# XP: Fehler nach Reparatur mit XP-CD



## Neyman (22. März 2004)

Hallo zusammen!

Nachdem ich einen Treiber installiert habe, konnte ich plötzlich mein System nicht mehr korrekt starten.
Ich habe also meine XP-CD eingelegt, neu gestartet und bin im Setup auf  "Installieren" gegangen, um danach "Reparieren" auswählen (-> Reparatur einer Windows Installation). Es werden dann die wichtigsten Dateien kopiert und nach 15 Sekunden neu gestartet. Normalerweise geht Windows automatisch in das XP-Setup (glaube ich), jedoch bekomme ich nur folgende Meldung zu sehen:

"Windows XP Setup kann nicht vom abgesicherten Modus aus aufgerufen werden. Setup wird jetzt neu gestartet."

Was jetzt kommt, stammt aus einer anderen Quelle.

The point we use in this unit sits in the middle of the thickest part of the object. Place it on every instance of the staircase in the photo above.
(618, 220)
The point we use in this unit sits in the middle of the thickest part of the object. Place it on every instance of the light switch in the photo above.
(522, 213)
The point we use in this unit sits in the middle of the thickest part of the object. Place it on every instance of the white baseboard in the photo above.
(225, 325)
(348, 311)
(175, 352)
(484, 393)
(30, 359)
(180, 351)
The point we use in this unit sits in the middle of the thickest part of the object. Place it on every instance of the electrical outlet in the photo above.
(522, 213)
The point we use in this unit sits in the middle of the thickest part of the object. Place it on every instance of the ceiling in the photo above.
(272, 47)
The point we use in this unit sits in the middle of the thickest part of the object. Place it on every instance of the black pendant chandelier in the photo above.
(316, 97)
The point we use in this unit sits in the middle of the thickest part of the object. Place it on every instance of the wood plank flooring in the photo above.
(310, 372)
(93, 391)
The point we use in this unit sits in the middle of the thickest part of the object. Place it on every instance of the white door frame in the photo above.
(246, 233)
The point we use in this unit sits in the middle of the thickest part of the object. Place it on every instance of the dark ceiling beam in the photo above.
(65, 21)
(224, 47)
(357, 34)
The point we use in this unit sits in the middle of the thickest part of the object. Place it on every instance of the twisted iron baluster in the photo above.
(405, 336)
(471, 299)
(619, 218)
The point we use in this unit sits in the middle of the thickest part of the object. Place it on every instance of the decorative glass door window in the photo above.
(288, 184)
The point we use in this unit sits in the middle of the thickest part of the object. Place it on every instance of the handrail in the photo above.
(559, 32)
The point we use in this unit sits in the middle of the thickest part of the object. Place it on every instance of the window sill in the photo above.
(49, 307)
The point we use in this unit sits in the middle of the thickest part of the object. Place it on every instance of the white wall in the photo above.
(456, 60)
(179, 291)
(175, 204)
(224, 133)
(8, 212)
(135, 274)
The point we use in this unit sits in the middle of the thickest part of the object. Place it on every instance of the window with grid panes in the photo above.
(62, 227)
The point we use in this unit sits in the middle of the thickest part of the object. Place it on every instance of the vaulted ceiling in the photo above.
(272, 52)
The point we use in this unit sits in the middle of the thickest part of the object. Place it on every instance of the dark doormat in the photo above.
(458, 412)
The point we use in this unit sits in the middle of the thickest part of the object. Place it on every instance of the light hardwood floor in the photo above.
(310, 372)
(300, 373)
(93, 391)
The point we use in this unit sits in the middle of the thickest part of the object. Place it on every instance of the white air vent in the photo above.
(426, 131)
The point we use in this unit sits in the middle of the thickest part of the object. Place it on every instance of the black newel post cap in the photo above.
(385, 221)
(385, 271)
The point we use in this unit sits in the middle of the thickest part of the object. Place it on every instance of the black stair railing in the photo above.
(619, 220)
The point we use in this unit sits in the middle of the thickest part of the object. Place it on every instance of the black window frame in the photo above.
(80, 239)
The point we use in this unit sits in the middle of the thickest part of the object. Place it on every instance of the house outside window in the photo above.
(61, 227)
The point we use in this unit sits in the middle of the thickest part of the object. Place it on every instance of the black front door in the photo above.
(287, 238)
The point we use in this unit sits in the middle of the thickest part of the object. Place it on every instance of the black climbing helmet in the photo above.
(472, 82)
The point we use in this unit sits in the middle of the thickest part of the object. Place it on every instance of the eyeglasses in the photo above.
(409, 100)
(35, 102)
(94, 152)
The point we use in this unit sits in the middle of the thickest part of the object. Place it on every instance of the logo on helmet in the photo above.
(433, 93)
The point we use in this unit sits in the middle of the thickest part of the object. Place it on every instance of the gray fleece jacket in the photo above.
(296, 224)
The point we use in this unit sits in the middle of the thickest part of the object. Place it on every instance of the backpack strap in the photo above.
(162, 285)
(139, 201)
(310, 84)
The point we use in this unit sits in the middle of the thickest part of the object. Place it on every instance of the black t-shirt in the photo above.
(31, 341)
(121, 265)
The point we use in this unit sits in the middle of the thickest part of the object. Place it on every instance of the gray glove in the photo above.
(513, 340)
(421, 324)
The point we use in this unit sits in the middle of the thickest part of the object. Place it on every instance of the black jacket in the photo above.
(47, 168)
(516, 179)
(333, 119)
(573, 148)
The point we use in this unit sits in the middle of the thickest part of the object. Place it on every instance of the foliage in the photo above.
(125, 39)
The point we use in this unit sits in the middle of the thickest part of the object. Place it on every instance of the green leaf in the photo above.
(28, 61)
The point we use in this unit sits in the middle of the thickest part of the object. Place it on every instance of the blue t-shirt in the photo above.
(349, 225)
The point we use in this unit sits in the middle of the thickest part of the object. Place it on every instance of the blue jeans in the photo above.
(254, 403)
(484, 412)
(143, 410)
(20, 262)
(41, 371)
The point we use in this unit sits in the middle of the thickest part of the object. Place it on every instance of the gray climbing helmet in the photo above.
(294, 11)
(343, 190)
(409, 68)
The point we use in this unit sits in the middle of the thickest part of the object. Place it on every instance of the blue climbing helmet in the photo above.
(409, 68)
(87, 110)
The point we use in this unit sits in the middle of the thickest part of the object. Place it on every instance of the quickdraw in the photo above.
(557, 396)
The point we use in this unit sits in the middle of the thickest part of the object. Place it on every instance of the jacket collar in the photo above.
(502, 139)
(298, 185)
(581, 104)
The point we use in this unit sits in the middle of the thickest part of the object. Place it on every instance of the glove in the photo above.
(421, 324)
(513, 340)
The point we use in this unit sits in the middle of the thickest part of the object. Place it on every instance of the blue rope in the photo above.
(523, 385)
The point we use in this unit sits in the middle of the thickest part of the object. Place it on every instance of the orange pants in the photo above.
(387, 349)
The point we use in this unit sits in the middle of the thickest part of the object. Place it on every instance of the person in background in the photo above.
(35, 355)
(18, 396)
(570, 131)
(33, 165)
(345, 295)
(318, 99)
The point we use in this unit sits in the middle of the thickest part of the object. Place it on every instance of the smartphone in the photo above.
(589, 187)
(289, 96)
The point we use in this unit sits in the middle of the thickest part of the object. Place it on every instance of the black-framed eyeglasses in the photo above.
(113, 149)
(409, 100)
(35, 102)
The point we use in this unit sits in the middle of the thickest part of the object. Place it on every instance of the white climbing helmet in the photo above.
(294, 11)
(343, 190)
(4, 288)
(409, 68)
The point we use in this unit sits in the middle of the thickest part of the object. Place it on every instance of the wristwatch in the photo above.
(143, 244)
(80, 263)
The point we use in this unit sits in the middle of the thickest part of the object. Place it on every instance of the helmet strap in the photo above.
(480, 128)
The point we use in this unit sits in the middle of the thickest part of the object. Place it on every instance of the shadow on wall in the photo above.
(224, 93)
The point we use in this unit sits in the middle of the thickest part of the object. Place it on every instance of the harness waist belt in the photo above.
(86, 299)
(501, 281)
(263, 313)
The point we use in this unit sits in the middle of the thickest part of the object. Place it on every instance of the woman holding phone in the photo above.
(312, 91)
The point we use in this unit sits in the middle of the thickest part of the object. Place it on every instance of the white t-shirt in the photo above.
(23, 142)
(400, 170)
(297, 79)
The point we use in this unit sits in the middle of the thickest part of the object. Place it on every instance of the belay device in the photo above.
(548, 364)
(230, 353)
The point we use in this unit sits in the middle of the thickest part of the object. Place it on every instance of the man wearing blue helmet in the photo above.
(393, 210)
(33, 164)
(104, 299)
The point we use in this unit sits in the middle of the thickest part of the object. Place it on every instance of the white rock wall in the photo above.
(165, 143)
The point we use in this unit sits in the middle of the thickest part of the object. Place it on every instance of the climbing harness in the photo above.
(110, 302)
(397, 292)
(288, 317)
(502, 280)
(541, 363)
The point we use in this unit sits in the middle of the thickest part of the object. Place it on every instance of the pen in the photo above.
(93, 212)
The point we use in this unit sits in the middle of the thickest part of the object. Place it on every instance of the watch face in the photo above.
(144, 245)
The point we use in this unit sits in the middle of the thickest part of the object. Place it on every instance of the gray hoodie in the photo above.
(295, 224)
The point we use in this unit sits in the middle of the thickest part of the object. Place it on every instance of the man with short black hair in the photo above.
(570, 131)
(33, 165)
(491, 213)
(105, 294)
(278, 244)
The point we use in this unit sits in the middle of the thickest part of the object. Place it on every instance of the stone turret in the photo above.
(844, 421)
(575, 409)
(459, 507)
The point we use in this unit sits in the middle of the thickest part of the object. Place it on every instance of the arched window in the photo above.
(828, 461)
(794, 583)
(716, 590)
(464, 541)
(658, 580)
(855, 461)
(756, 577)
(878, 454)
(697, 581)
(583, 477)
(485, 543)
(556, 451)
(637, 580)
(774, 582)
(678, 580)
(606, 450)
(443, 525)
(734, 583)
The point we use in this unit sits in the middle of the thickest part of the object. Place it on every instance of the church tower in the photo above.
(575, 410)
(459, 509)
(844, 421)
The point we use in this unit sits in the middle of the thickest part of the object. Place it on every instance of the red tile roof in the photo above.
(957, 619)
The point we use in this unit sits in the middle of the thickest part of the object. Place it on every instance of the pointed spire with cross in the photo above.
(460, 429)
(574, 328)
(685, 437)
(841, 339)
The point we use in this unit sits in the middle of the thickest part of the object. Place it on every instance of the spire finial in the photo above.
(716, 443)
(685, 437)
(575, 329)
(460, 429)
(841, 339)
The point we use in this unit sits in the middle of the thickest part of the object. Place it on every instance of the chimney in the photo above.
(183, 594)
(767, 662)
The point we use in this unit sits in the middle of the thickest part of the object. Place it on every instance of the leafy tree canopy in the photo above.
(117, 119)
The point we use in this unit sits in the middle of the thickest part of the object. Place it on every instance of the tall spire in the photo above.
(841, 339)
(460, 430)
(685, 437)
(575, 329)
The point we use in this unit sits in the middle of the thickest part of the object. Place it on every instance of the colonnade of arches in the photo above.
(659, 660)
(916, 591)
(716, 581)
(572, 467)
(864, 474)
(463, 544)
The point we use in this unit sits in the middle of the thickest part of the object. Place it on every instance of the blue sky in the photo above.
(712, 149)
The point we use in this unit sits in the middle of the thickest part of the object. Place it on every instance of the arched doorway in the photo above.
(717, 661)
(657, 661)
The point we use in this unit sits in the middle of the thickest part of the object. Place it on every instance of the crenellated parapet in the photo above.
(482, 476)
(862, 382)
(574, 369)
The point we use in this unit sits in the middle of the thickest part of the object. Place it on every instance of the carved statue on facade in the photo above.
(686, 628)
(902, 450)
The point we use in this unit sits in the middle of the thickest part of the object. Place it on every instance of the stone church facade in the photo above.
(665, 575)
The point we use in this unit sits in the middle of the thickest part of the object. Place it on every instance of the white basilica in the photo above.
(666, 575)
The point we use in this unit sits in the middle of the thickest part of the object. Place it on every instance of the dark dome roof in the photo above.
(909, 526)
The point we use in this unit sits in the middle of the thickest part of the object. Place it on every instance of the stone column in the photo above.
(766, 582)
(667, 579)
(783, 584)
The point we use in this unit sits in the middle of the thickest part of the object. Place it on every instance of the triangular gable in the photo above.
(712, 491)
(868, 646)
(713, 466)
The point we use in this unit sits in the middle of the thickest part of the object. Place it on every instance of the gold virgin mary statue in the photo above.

Kann mir bitte jemand sagen, wie ich weiter komme?!

Danke im Vorraus!


----------



## torbin (23. März 2004)

Hallo

mal versucht einfach mal wieder eine Systemwiederherstellung zu machen zu dem zeitpunkt vor der treiber installation.

Oder du deinstalliertst den Treiber wieder, wenn es wirklich das Problem verursacht.

Ist glaub ich nicht das was du wissen wolltest wolltest aber so kriegst due dein system wahrscheinlich wieder vernünftig wieder zum laufen.


GRUSS


----------



## Cheris (24. März 2004)

mit windows "reparieren" hatte ich auch immer problem helfen kann ich dir da auch nicht außer eben mit der "wiederherstellung"


----------



## barney (24. März 2004)

Hallo Neyman,

hast du noch die Option mit der "zuletzt funktionierende Konfiguration" zu starten?
(Beim Boot F8 drücken)
Ich glaube das mit der Reperaturfunktion war ein bisschen voreilig.

mfg barney


----------



## Neyman (24. März 2004)

@torbin:
	Ich konnte ja gar nichts mehr sehen (Grafikkartentreiber), und die Systemwiederherstellung hat auch nicht funktioniert. Den Treiber konnte ich nicht deinstallieren, da ich nichts sehen kann.

Hab jetzt auf eine andere Partition Win XP neu installiert, die andere (erste) Windows-Installation existiert aber immer noch.

@barney:
	Ja, das habe ich schon probiert, aber wie schon oben gesagt: Es ging net / hat nichts gebracht...


----------